17 comments to A very trivial and very boring little post about the price of a chair

  • Martin Seebach

    I demand that legislation be introduced that required all store with good on display (ie. visible in any form from a publicly accessible area) after hours put a full list of prices in their window, including “before” prices for any reduced goods.

    We cannot allow participation in society to be predicated on owning an expensive and foreign-made camera. The degree of inequality and oppression this would lead to is just staggering.

  • Paul Marks

    Good point Brian.

  • DOuglas2

    I’m used to seeing video directors doing their “recce” and using thumbs and forefingers of their two hands to make a “frame” through which to view and to plan their intended shots.

    Lately they are all using their iPhones for the purpose. I suppose it is self evident, using a camera as a stand-in for a camera. But it is a change in practice that I noticed.

  • Steven

    Is that 45 pounds for four chairs? That’s something like 71 dollars. It’s bad enough that they are avocado green (the official co-color, along with mustard brown, of the 1970s), but 71 bucks for four exceptionally ugly plastic chairs is just mind-boggling.
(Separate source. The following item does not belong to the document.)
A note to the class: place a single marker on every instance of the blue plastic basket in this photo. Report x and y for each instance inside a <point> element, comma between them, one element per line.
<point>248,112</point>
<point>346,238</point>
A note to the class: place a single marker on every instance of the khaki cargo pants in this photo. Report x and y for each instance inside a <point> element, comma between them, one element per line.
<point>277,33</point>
    It gets worst if that is the price per chair.

  • Julie near Chicago

    Those are among the most ghastly chairs I’ve ever seen. Thank you, Brian, for giving us something truly perverse to occupy our minds as we attempt to go to sleep. 😉

  • OK, now I want to see what did you end up buying.

  • William O. B'Livion

    In 2009 I was wandering around museums in Italy and noticed that in modern museums with their primary focus being preservation of the original, I was often able to get a brighter and clearer view of the artwork through the LCD on my Lumix DMC-LX3 than with my Mark One Eyeballs.

  • RAB

    Erm… how about cushions and sitting on the floor Brian? I’m sixty but can still manage crossed legs.

    As to the camera, it is bloody marvelous folks, thoroughly enjoying ours.
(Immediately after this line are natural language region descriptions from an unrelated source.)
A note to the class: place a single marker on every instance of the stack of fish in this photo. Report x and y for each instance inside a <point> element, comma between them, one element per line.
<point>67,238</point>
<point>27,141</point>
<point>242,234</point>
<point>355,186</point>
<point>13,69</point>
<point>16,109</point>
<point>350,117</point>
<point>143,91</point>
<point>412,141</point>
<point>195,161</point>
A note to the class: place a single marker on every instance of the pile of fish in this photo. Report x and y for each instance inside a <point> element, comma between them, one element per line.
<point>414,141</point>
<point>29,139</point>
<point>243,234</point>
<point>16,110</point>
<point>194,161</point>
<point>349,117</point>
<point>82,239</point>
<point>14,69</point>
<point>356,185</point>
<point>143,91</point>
  • Brian asked me to stay and he told me to sit anywhere;
    I looked all around and I noticed there wasn’t a chair.

  • RAB

    Ted, Norwegian Wood… and I claim my ten pounds.
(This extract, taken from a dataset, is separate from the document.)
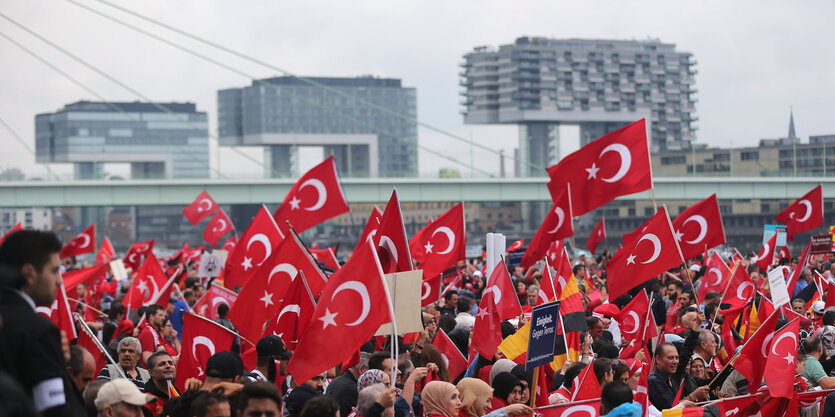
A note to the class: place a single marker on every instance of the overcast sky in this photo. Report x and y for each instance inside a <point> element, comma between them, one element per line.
<point>756,59</point>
    Song about an arsonist, if you think about it 😉

  • Steven,

    “It’s bad enough that they are avocado green (the official co-color, along with mustard brown, of the 1970s”

    Pah! You obviously know nothing of recent trends in interior decor. The 70’s generally and avocado specifically is right bang on trend at the moment, riding a wave of nostalgia from kids of the sixties.

    This is fortunate for those of us who were never in a position to replace a perfectly functional bathroom suite just because the colour was out of fashion…

  • PersonFromPorlock

    Hell, I like avocado! And beige! It’s black electronic gadgets with tiny ‘silver’ (read: ‘dim gray’) labels on the controls that are the true Abomination!

  • PersonFromPorlock

    I should add that the rear view of a naked fat man sitting in one of those chairs would be, um, unedifying.

  • Michael Jennings

    Brian, you appear to have posted the picture with the click and enlarge thing working just fine.

  • Julie near Chicago

    Natalie, just goes to show you can always find something to be thankful for. :>)

  • Fred Z

    I am landlord, builder and developer. I have used my cell phone to take pictures of:
    -electrical breaker panels to analyze circuit layouts.
    -contracts in a lawyers office, rather than taking notes.
    -licence plates and VIN numbers.
    -ad hoc engineering and construction detail sketches rather than asking the engineer to scan and email them.
    -piping as built.
    -poor construction work, good construction work, construction detail generally.
    -clean apartments, dirty and damaged apartments.
    -a persistent trespasser with a crapping dog. The judge was amused.

    And so on.

    It has become my most important tool.